= Jack D. Steinhilber =

American politician

Jack D. Steinhilber (September 14, 1931 – May 14, 2009) was an Oshkosh, Wisconsin lawyer, businessman and Republican politician, who served as Winnebago County district attorney, in the Wisconsin State Assembly, and in the Wisconsin Senate, as well as serving as Winnebago County county executive.

==Biography==
Son of Elmer and Rose Steinhilber, Steinhilber graduated from Oshkosh High School in 1949, and attended Oshkosh State Teachers College and the University of Wisconsin–Madison, earning a BS in economics; then graduated from the University of Wisconsin Law School.

He practiced law in Oshkosh, and was elected Winnebago County district attorney in 1957, holding the post until 1964. He was elected to the State Assembly in 1966, served two terms, then in 1970 was elected to the State Senate for one term. (His legislative papers (1967–1974) are in the archives of the Wisconsin Historical Society.)

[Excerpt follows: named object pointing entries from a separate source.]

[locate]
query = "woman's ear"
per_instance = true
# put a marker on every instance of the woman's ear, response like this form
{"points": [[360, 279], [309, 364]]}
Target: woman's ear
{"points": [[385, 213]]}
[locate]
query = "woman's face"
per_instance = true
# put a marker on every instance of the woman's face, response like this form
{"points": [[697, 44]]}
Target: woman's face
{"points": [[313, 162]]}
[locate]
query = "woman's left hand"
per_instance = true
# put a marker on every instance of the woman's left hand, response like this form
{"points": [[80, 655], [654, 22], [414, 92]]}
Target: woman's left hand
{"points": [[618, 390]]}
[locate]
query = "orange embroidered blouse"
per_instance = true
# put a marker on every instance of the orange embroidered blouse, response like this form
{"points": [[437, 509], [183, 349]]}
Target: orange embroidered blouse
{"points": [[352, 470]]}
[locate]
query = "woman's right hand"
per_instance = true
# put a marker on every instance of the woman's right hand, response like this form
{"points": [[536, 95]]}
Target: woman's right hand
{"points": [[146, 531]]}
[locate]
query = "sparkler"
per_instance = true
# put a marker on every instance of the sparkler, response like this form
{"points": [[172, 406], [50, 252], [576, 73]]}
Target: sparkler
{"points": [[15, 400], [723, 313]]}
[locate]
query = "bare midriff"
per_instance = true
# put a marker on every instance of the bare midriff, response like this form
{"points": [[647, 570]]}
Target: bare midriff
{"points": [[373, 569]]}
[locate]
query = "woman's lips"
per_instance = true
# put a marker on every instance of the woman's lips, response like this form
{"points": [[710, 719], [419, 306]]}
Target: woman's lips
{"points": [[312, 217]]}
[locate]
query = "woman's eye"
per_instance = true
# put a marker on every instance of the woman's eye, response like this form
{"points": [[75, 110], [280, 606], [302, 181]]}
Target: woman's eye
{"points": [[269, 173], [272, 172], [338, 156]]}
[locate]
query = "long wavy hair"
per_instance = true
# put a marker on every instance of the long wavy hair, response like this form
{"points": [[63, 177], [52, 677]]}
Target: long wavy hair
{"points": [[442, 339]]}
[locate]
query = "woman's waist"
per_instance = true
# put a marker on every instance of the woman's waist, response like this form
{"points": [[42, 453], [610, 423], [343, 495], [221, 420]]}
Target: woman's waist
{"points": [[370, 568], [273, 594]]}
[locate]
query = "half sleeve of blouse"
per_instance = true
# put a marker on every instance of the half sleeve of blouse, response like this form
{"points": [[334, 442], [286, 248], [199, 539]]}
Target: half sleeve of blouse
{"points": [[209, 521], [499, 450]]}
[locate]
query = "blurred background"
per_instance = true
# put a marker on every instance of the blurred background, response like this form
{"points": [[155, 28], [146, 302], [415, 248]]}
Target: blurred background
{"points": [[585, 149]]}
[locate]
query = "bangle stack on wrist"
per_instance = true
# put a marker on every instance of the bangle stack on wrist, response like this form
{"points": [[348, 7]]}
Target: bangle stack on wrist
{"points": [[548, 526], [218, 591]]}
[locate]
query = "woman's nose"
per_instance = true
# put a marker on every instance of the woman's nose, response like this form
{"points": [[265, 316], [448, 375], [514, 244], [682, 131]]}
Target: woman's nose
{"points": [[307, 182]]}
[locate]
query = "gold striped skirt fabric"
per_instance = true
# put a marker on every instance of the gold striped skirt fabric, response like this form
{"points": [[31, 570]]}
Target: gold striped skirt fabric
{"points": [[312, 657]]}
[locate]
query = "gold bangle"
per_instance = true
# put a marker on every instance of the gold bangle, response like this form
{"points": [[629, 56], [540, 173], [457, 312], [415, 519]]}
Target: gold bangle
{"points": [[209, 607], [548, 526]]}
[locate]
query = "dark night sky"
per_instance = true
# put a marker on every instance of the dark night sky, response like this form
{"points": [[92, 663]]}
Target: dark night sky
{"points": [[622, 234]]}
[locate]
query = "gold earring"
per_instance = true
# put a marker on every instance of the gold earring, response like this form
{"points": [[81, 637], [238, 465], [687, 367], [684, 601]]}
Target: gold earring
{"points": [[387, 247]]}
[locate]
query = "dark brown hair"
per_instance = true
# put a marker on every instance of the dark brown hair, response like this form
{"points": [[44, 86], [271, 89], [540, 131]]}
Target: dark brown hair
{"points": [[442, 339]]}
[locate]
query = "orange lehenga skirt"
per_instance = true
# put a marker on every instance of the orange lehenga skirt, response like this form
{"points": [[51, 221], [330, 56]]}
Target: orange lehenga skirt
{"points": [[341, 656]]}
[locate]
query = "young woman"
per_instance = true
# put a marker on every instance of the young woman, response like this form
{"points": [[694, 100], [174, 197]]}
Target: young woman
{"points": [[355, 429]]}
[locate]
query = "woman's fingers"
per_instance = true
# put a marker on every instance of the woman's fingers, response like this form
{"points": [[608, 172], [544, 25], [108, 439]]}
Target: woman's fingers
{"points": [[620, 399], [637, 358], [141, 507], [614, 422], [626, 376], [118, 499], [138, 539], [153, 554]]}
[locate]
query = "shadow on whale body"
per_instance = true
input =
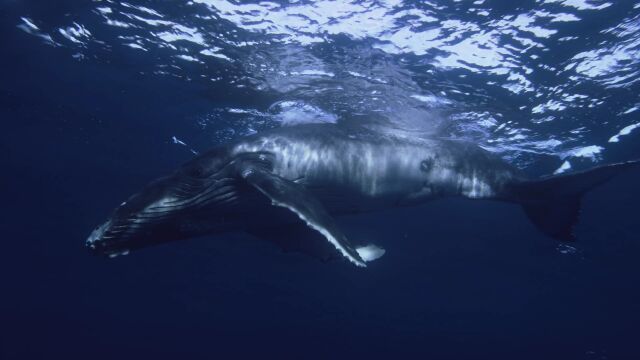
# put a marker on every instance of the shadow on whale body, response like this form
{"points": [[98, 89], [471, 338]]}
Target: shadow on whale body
{"points": [[287, 185]]}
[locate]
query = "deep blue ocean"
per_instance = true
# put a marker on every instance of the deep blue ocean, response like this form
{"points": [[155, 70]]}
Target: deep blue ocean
{"points": [[98, 98]]}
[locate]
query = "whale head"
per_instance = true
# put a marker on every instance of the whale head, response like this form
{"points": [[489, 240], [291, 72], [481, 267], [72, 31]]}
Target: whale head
{"points": [[191, 202]]}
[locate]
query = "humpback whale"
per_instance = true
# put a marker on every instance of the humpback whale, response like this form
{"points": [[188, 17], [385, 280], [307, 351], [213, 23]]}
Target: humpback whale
{"points": [[288, 185]]}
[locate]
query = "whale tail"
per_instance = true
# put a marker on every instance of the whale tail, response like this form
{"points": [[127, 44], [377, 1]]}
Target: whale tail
{"points": [[553, 203]]}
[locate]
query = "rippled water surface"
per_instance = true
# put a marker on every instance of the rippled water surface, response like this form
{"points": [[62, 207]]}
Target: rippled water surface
{"points": [[101, 96], [523, 78]]}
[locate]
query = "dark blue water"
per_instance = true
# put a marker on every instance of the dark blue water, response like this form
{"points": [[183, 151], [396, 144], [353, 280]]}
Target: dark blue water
{"points": [[98, 97]]}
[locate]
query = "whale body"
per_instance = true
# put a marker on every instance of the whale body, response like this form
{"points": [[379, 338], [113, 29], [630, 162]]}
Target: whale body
{"points": [[288, 184]]}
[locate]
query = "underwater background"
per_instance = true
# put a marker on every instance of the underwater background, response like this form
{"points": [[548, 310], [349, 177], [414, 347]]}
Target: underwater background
{"points": [[97, 98]]}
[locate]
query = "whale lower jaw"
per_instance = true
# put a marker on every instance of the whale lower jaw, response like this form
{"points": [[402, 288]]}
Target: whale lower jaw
{"points": [[96, 235], [370, 252]]}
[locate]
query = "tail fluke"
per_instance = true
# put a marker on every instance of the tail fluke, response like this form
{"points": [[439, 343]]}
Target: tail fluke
{"points": [[553, 203]]}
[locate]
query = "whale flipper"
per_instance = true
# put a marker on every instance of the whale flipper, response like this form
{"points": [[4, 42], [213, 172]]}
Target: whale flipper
{"points": [[296, 198]]}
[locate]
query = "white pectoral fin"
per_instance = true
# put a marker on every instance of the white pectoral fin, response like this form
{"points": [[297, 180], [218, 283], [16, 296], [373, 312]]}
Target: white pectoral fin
{"points": [[292, 196], [370, 252]]}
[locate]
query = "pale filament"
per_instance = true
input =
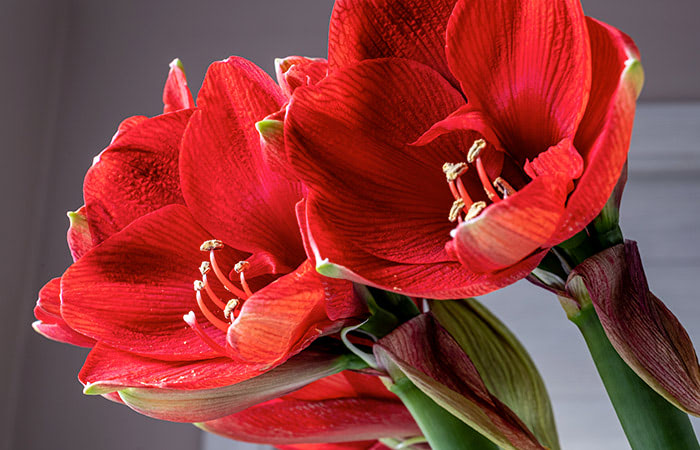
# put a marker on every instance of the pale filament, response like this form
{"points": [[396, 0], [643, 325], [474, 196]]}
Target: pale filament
{"points": [[463, 202], [218, 323], [223, 278]]}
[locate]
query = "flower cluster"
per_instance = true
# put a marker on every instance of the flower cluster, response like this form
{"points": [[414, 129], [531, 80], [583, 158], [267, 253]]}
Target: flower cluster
{"points": [[229, 252]]}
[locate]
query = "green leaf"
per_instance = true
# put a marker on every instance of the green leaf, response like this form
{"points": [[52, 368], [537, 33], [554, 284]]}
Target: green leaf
{"points": [[425, 353], [503, 363]]}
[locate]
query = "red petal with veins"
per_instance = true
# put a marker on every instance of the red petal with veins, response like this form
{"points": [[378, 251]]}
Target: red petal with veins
{"points": [[339, 304], [298, 421], [283, 318], [225, 180], [508, 231], [78, 236], [369, 29], [176, 95], [136, 175], [132, 291], [297, 71], [526, 64], [108, 369], [348, 139], [339, 258], [604, 135], [126, 125], [49, 322]]}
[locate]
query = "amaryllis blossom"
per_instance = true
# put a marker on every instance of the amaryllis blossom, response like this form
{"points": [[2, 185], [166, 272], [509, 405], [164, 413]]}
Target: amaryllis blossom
{"points": [[342, 408], [198, 280], [135, 175], [453, 143]]}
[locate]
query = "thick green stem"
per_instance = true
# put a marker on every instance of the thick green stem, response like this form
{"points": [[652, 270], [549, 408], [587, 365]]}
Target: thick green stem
{"points": [[649, 421], [442, 430]]}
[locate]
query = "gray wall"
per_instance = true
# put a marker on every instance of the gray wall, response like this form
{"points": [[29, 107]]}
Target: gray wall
{"points": [[73, 69]]}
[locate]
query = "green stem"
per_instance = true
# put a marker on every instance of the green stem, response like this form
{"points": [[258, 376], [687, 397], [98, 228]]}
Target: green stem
{"points": [[442, 430], [649, 421]]}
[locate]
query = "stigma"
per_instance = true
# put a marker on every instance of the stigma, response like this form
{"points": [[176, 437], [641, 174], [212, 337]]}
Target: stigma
{"points": [[231, 308], [463, 203]]}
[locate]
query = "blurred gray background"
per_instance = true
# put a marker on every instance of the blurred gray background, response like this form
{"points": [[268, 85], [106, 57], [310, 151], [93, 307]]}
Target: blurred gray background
{"points": [[72, 70]]}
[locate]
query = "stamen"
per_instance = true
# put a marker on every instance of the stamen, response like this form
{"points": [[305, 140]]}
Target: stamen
{"points": [[504, 187], [463, 192], [191, 320], [211, 247], [454, 171], [475, 150], [240, 268], [490, 191], [213, 244], [230, 306], [475, 210], [218, 323], [215, 298], [456, 209]]}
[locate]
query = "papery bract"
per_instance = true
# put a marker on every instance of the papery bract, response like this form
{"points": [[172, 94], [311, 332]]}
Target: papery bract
{"points": [[530, 159], [339, 408], [642, 329]]}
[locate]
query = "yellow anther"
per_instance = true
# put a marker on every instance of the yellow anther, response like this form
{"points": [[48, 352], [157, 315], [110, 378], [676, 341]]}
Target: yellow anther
{"points": [[214, 244], [475, 150], [475, 210], [503, 187], [454, 170], [241, 266], [230, 306], [456, 209]]}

He was a candidate for the Republican nomination for Congressman from Wisconsin's 6th congressional district in the February 20, 1979 special primary, coming in third with 18.68% of the vote behind eventual winner Tom Petri and later Governor Tommy Thompson. He was an active Republican, serving in 1976 as chairman of the Wisconsin Citizens for Reagan and as a delegate to the 1980 Republican National Convention.

In 1993, he was elected Winnebago County executive for one term.

He married Gail Floether July 28, 1984; they had three children.